The essential thing to fasten on here is that the slave TV is NOT (essentially) a second screen (this seems to have foxed some early reviewers). The concept should be easy for SDN-initiated TelecomTV viewers: the smartphone operates at the control plane, orchestrating validation, setting up the flows and so on. The TV via WiFi operates at the data plane, just taking whatever is streamed to it and presenting it on its screen. In fact, once a stream is flowing, the initiating device (and its owner) can leave the set and its viewers to get on with it.

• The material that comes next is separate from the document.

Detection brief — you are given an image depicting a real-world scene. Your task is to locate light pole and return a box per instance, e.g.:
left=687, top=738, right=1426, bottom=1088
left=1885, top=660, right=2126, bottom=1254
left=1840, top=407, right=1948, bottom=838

At present there is some controversy around whether you can stream 'local' content (from your device) direct. Google says it intends to enable this (the classic screen mirroring application - so users can launch video, graphics or whatever from their devices onto the TV) when it finishes off the SDK (software development kit), which brings us to the SDK.
There is one and Google sees this as the essential part of the puzzle - this will enable big media companies, TV channels and start-up persons working in garages, to bring their own content onto the TV, direct from the Web.. that's the idea.
As usual Google is playing up the openness aspect and just as predictably people are looking for signs of it not living up to its 'no evil' stance. But logic and past behaviour suggests that Google will try to be as open as it can be without bringing the emerging ecosystem to its knees.
This week, for instance, it launched its iOS version, so it expects at least some Apple users to leave their Apple TVs and come on over.
So far, true to the usual form, Google's Chromecast dongle has only been released in the US but it is scheduled for a ROW roll-out over the next months and early indications are that less than a month or so on-sale in the US, it's doing very well.
Now at this point we have to be careful - the art of the "sell-out" has become so rife that all reported sales numbers must be held at the end of a long stick and, with nostrils securely blocked with a strong bulldog clip, sprinkled copiously with salt. The suspicion is that it's now common practice to restrict early distribution at key outlets to create the impression that the units are flying off the shelf faster than anticipated.
Google hasn't said anything about Chromecast sales numbers but it certainly has sold out online. So what might this frenzy (or constructed frenzy) indicate? Doubts aside I think it MIGHT indicate that Google has finally found the magic gizmo.
And that means it's going to be interesting to see how this new assault on the TV set is going to be viewed at IBC. Hit or miss? Threat or opportunity?